Causeur. Pierre Boutang ayant littéralement appris à lire dans l’Action française, en quoi cela a-t-il conditionné son rapport au roi comme figure de l’autorité ?
Stéphane Giocanti[1. Écrivain et historien de la littérature, Stéphane Giocanti vient de publier Pierre Boutang, Éd. Flammarion, 2016.]. Chez Boutang, l’image du roi se superpose affectivement à celle du père et à celle de Maurras – servir le roi et la France était pour lui une dette à l’égard de son propre père maurrassien appelé lui aussi Pierre Boutang ! L’intuition métaphysique s’ancre ainsi souvent dans les circonstances de l’existence. Si l’histoire personnelle de ce fils rend compréhensible sa théorie royaliste, on peut aussi l’interpréter comme une limite – que Boutang n’interroge pas vraiment. Mais ses Carnets inédits révèlent une inquiétude à propos de son destin : « Si mon père n’avait pas connu l’A.F. Pour lui. Pour moi. »

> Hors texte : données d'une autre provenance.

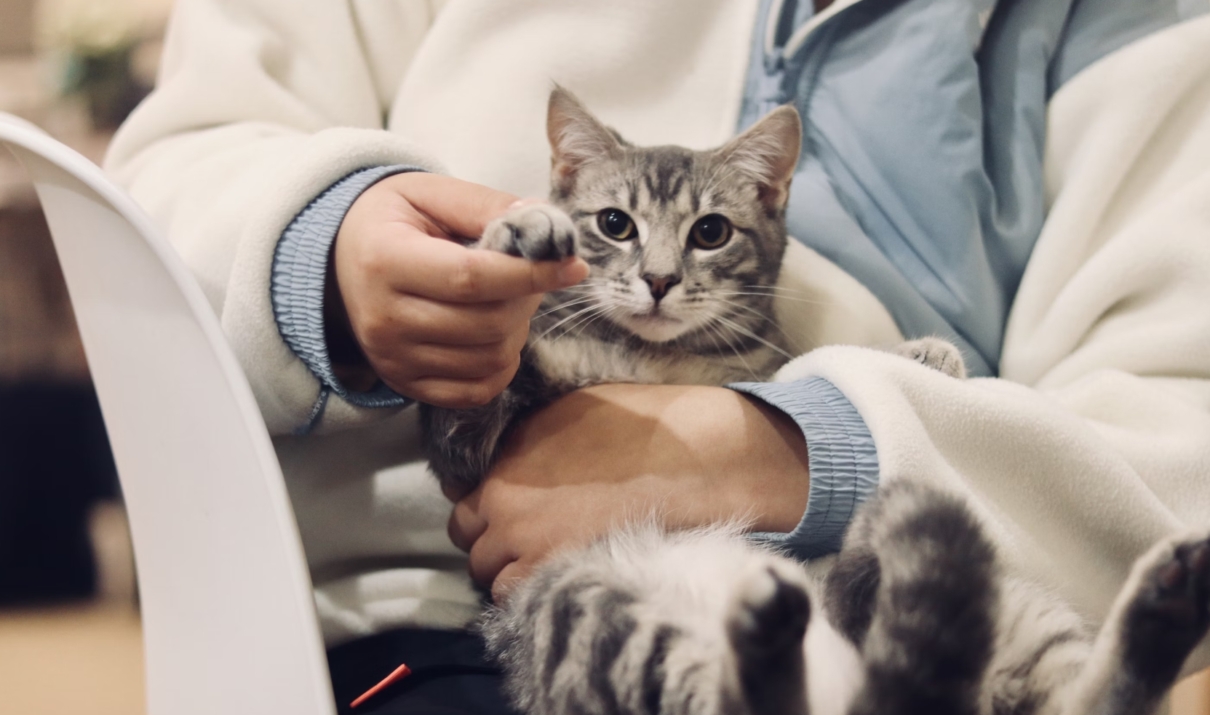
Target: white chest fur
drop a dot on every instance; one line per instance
(577, 361)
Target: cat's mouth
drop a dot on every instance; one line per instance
(656, 326)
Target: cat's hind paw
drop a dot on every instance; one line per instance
(766, 626)
(771, 610)
(1169, 612)
(933, 352)
(537, 231)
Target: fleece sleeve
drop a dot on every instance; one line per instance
(260, 107)
(1094, 442)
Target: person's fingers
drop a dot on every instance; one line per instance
(466, 525)
(449, 272)
(462, 208)
(448, 392)
(464, 362)
(488, 558)
(508, 578)
(421, 321)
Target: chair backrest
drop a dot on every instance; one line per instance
(228, 610)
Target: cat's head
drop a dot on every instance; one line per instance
(681, 243)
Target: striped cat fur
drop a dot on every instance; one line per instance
(917, 616)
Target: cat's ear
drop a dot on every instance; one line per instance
(576, 136)
(767, 154)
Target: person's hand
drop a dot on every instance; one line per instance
(611, 454)
(433, 319)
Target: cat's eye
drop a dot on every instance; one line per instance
(710, 231)
(616, 224)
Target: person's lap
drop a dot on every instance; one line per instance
(450, 674)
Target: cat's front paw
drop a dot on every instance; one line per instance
(933, 352)
(537, 231)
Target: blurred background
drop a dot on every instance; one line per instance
(69, 628)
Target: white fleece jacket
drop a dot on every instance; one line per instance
(1093, 443)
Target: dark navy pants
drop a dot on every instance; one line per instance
(450, 674)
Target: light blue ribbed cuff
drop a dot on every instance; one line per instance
(300, 267)
(841, 456)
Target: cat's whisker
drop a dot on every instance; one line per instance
(789, 339)
(557, 326)
(736, 350)
(778, 297)
(564, 305)
(742, 330)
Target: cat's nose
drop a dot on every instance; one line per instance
(660, 284)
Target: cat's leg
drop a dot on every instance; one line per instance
(462, 444)
(933, 352)
(647, 623)
(537, 231)
(931, 634)
(1159, 617)
(766, 626)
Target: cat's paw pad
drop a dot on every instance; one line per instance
(933, 352)
(537, 231)
(1170, 610)
(771, 609)
(1176, 587)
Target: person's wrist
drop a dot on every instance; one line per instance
(716, 455)
(349, 363)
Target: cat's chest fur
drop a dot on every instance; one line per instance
(570, 362)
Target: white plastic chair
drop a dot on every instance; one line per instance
(229, 620)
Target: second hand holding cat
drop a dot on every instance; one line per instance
(409, 305)
(685, 455)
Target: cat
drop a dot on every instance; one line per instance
(685, 249)
(917, 616)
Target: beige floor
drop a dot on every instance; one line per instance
(90, 659)
(73, 659)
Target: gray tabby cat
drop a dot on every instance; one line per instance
(685, 249)
(916, 617)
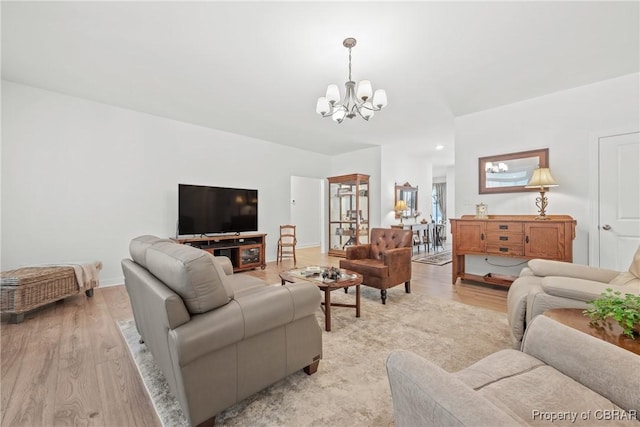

Ce lien excessif comparable à l’amour passion aura constamment laissé Boutang dans un état d’enfance : une très grande capacité d’étonnement et d’enthousiasme, mais aussi de vulnérabilité et de crainte.

Pour vulnérable qu’il fût, Boutang n’a jamais cédé aux sirènes du fascisme, à la différence de ses camarades d’Action française, Brasillach ou Rebatet. Comment l’expliquez-vous ?
La sensibilité chrétienne et une certaine idée du Pauvre, étaient déjà agissantes en 1940 lorsque Boutang détourna Maurice Clavel du doriotisme et l’amena au royalisme et à Maurras en personne. Son ancrage maurrassien contribua à détourner Boutang de la tentation fasciste ou totalitaire qui s’exerçait sur sa génération

Vous venez de lire un article en accès libre.
Causeur ne vit que par ses lecteurs, c’est la seule garantie de son indépendance.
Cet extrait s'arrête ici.